Vereadora presa em Feijó agia há 10 anos retendo cartões de indígenas, diz delegada da Policia Federal

A delegada da Polícia Federal, Milena Lecy Martins, disse durante entrevista coletiva na tarde desta quinta-feira, 01, que a vereadora de Feijó, Aurelinda Portela, a filha e o marido, além de um idoso de 80 anos, tinham um esquema criminoso que atuava há cerca de 10 anos no município, com a retenção de cartões bancários de indígenas da etnia Kulina e trabalhadores rurais, para obtenção de benefícios próprios.

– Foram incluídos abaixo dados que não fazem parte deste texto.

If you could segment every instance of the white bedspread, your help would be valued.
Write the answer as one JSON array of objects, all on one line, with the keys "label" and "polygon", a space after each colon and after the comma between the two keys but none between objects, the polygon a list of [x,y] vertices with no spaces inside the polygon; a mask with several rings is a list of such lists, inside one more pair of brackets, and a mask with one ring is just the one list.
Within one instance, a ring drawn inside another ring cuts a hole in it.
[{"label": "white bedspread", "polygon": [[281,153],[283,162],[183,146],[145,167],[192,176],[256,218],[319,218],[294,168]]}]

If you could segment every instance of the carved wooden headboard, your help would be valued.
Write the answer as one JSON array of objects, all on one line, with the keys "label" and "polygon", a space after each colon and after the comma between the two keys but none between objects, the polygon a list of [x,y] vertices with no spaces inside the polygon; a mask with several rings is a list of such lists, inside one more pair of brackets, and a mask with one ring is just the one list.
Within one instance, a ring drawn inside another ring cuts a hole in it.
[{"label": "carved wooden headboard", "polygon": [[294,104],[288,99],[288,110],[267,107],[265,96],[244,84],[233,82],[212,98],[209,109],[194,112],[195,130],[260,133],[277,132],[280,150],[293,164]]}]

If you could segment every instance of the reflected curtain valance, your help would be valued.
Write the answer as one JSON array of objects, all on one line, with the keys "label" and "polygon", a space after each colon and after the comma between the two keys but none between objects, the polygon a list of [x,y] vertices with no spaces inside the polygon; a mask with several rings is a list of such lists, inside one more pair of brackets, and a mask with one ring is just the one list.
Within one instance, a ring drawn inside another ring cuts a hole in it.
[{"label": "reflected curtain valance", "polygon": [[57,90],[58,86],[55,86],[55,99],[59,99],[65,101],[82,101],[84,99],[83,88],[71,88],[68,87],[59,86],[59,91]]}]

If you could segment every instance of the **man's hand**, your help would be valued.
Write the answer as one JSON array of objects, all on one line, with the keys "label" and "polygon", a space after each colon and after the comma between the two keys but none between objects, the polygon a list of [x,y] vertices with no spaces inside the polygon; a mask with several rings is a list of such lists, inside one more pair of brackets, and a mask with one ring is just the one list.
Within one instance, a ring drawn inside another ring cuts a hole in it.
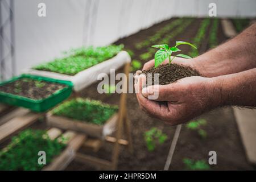
[{"label": "man's hand", "polygon": [[[137,72],[139,73],[139,72]],[[137,75],[135,88],[140,107],[150,116],[159,118],[171,125],[192,119],[219,104],[220,96],[210,78],[193,76],[184,78],[168,85],[144,88],[146,76]],[[155,100],[148,99],[158,92]]]}]

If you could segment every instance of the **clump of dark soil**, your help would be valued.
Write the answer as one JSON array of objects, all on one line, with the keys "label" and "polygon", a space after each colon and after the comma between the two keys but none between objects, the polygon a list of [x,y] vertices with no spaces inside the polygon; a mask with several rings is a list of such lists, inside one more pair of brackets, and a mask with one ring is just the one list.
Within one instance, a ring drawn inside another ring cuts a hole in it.
[{"label": "clump of dark soil", "polygon": [[200,76],[200,74],[196,70],[177,64],[160,65],[157,68],[153,67],[149,69],[143,71],[142,73],[144,73],[147,77],[147,84],[148,86],[154,85],[155,73],[159,74],[159,85],[169,84],[185,77],[193,76]]},{"label": "clump of dark soil", "polygon": [[67,86],[43,80],[22,78],[0,86],[0,92],[34,100],[46,98]]}]

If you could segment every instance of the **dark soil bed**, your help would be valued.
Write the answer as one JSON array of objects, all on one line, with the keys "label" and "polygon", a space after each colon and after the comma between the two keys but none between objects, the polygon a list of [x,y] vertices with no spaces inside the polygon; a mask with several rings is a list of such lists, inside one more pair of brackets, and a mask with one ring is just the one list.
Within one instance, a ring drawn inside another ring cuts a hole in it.
[{"label": "dark soil bed", "polygon": [[0,86],[0,92],[33,100],[46,98],[66,85],[42,80],[22,78]]},{"label": "dark soil bed", "polygon": [[142,73],[146,75],[147,85],[154,85],[154,74],[159,74],[159,85],[167,85],[185,77],[200,75],[196,70],[177,64],[153,67]]}]

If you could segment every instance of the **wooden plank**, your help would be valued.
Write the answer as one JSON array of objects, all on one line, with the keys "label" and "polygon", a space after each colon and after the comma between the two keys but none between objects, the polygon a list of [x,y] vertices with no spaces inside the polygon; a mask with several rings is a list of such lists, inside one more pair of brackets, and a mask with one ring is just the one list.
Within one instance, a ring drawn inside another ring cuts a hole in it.
[{"label": "wooden plank", "polygon": [[86,136],[84,135],[76,135],[68,143],[66,149],[56,158],[52,162],[46,167],[43,171],[63,170],[73,160],[76,156],[76,152],[82,144]]},{"label": "wooden plank", "polygon": [[18,107],[15,109],[14,107],[13,107],[13,109],[10,110],[9,112],[1,116],[1,117],[0,118],[0,125],[6,123],[8,121],[11,120],[13,118],[14,118],[15,117],[26,114],[30,110],[27,109],[22,107]]},{"label": "wooden plank", "polygon": [[0,126],[0,143],[3,142],[10,135],[28,126],[36,121],[43,113],[29,112],[19,116]]},{"label": "wooden plank", "polygon": [[59,129],[52,127],[47,131],[47,133],[51,139],[54,140],[55,138],[60,136],[62,132],[61,130]]},{"label": "wooden plank", "polygon": [[0,117],[2,117],[6,113],[11,111],[15,108],[15,106],[9,106],[3,104],[0,104]]},{"label": "wooden plank", "polygon": [[74,160],[106,169],[112,169],[112,164],[109,161],[80,153],[76,154]]},{"label": "wooden plank", "polygon": [[65,132],[65,133],[61,135],[61,137],[60,137],[58,139],[59,141],[62,140],[62,138],[64,137],[65,138],[65,140],[63,142],[64,144],[68,144],[69,141],[71,141],[75,136],[76,136],[76,133],[72,131],[67,131]]},{"label": "wooden plank", "polygon": [[233,107],[248,160],[256,164],[256,109]]},{"label": "wooden plank", "polygon": [[[115,137],[110,136],[106,136],[105,137],[105,139],[107,142],[112,142],[112,143],[115,143],[117,142],[117,139]],[[123,139],[119,139],[118,140],[118,143],[120,144],[122,144],[124,146],[127,146],[129,144],[129,142],[127,140],[125,140]]]},{"label": "wooden plank", "polygon": [[83,146],[92,148],[93,151],[97,152],[101,147],[102,141],[99,139],[88,139],[84,143]]}]

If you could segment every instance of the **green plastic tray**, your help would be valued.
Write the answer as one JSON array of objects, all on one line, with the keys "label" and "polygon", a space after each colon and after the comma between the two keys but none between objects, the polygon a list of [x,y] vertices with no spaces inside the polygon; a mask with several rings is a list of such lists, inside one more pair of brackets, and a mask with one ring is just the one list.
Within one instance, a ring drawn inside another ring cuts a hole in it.
[{"label": "green plastic tray", "polygon": [[69,81],[60,80],[31,75],[22,75],[18,77],[14,77],[9,80],[0,83],[0,86],[22,78],[29,78],[33,80],[59,83],[66,85],[68,86],[55,92],[46,98],[40,100],[33,100],[0,91],[0,102],[28,108],[37,112],[43,112],[67,98],[72,92],[73,84]]}]

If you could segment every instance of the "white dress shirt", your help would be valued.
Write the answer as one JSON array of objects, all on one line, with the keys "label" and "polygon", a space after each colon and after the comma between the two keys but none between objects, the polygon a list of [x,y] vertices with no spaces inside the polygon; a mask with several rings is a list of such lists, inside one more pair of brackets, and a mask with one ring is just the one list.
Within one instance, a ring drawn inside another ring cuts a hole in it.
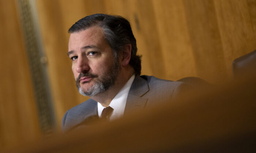
[{"label": "white dress shirt", "polygon": [[[121,117],[124,115],[128,93],[135,78],[135,74],[133,74],[111,101],[109,106],[114,109],[114,110],[110,118],[110,121]],[[106,107],[98,102],[98,113],[99,117],[100,117],[102,110],[105,108]]]}]

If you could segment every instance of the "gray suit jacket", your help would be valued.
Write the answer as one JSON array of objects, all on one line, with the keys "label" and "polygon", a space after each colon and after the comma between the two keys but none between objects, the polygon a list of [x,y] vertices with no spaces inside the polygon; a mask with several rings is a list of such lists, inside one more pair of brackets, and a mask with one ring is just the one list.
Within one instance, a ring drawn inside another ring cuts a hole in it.
[{"label": "gray suit jacket", "polygon": [[[129,111],[143,110],[157,103],[159,105],[159,102],[173,102],[183,91],[191,87],[181,82],[161,79],[153,76],[136,76],[128,94],[124,115]],[[62,130],[68,131],[89,117],[97,115],[97,102],[91,99],[88,99],[66,112],[61,122]]]}]

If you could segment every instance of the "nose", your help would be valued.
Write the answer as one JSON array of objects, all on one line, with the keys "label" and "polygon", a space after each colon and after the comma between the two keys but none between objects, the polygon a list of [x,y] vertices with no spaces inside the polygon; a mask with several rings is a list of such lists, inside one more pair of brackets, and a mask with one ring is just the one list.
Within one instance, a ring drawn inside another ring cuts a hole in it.
[{"label": "nose", "polygon": [[88,61],[86,58],[78,57],[76,71],[78,73],[88,71],[90,69],[88,64]]}]

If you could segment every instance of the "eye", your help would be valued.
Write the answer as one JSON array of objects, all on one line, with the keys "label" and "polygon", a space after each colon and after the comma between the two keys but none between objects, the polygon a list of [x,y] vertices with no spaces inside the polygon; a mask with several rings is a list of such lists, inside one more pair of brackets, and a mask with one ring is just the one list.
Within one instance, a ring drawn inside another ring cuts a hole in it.
[{"label": "eye", "polygon": [[95,51],[90,51],[89,52],[88,52],[88,55],[94,55],[95,54],[97,54],[97,52],[95,52]]},{"label": "eye", "polygon": [[72,56],[72,57],[71,57],[70,59],[71,59],[71,60],[72,60],[72,61],[74,61],[74,60],[75,60],[76,59],[77,59],[77,58],[78,58],[78,56]]}]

Na casa da parlamentar, haviam 5 cartões bancários e do Bolsa Família e R$ 3.200 espécie, além de senhas bancárias e cadernos com anotações de supostas dívidas dos indígenas. Os quatro respondem pelos crimes de apropriação indébita, estelionato, associação criminosa e empréstimo fraudulento.

A Polícia Federal iniciou a investigação em novembro do ano passado e as prisões foram feitas no último dia 28, informou a delegada Milena Lecy Martins – Foto: Reprodução

Os 4 acusados foram presos no último dia 28 em Feijó durante Operação Totomide, que na língua dos Kulina significa sanguessuga. A vereadora e os familiares foram presos em flagrante durante cumprimento de mandado de busca, já o idoso, preventivamente. Ela e o marido pagaram fiança de R$ 15 mil e foram liberados. A filha não pagou fiança para ser solta e o idoso segue em prisão domiciliar.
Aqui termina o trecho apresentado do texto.